Within the American Musicological Society, she has served as an elected director-at-large (2010–12), chaired its Committee on the Status of Women (2006–10), and served on its Publications Committee and its Otto Kinkeldey Award committee. She has been a board member of the American Handel Society since 2001, repeatedly chairing its program and local-arrangements committees for its biennial meetings, including at Princeton in 2007 and 2013. In the Society for Seventeenth-Century Music, Heller served as vice president from 2015 to 2017, was named an honorary member in 2023, and is slated to become president in 2027. She has also served on the executive committee of the Society for the Study of Early Modern Women and twice chaired its prize committee, and sits on the Venice Research Board of the Gladys Krieble Delmas Foundation.

== Honors and awards ==

- American Musicological Society AMS 50 Dissertation Fellowship (1993)
- National Endowment for the Humanities Dissertation Fellowship (1994) and Fellowship for Independent Scholars (1996–97)
- Mellon Fellow, Society of Fellows in the Humanities, Columbia University (1997–98)
- Rome Prize in Post-Classical Humanistic Studies, American Academy in Rome (2000–01)
- Visiting Fellowship, New College, University of Oxford (2001)
- Book Prize, Society for the Study of Early Modern Women, for Emblems of Eloquence (2004); the same book was a finalist for the American Musicological Society's Otto Kinkeldey Award (2004)
- Frederick Burkhardt Fellowship at Villa I Tatti, American Council of Learned Societies (2006–07)
- Sylvan and Pamela C. Coleman Memorial Fellowship, Metropolitan Museum of Art (2010–11)
- Old Dominion Professorship, Princeton University Council of the Humanities (2014–15)
- Honorary Alumna, New England Conservatory (2003)
- Honorary Member, Society for Seventeenth-Century Music (2023)

== Personal life ==

Heller lives in Lawrenceville, New Jersey, with her husband, Jack Hill.

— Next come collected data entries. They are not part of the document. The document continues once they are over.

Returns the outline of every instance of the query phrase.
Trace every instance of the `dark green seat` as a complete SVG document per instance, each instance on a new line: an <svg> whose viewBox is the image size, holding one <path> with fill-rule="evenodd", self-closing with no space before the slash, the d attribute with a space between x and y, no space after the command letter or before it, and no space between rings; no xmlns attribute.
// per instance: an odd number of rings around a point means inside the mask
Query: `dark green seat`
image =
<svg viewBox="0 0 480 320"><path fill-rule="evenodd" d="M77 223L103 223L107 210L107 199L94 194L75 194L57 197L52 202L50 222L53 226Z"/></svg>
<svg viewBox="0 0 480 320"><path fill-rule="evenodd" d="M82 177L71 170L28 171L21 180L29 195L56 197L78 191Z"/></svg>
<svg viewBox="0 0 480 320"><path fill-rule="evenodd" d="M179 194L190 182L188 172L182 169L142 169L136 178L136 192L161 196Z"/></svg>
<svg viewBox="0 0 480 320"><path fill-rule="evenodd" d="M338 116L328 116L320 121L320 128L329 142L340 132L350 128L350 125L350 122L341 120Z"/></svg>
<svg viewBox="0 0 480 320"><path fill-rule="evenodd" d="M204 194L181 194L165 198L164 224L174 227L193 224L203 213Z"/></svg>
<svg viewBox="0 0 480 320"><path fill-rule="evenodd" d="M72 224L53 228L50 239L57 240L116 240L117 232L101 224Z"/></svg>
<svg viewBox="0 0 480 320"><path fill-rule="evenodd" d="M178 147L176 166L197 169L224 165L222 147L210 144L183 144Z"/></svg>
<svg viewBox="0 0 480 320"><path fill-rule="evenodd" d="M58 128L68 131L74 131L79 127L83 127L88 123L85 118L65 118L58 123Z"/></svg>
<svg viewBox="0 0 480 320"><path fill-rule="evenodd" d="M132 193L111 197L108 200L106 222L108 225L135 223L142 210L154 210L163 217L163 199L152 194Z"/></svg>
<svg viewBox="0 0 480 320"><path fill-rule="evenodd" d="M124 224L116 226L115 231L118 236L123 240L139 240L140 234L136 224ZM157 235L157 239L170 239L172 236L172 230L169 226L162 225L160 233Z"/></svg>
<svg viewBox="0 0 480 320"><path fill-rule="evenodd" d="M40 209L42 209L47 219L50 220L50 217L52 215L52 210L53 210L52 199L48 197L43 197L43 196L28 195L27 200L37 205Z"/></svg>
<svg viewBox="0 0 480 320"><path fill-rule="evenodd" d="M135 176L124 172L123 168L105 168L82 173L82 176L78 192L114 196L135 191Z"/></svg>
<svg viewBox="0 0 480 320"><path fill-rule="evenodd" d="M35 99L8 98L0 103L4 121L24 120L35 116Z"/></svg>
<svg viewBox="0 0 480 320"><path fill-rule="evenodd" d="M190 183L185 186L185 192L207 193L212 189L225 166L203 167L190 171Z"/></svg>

== Selected publications ==

- Emblems of Eloquence: Opera and Women's Voices in Seventeenth-Century Venice. Berkeley: University of California Press, 2003.
- Music in the Baroque. Western Music in Context: A Norton History. New York: W. W. Norton, 2013.
- Anthology for Music in the Baroque. New York: W. W. Norton, 2013.
- Staging History: Historical Drama in Britain and America, 1780–1860, edited with Michael Burden, Jonathan Hicks, and Ellen Lockhart. Oxford: Bodleian Library Publishing, 2016.
- Performing Homer: The Voyage of Ulysses from Epic to Opera, edited with Eleonora Stoppino. Abingdon: Routledge, 2019.
- Barbara Strozzi in Context, edited with Beth Glixon. Cambridge: Cambridge University Press, 2026.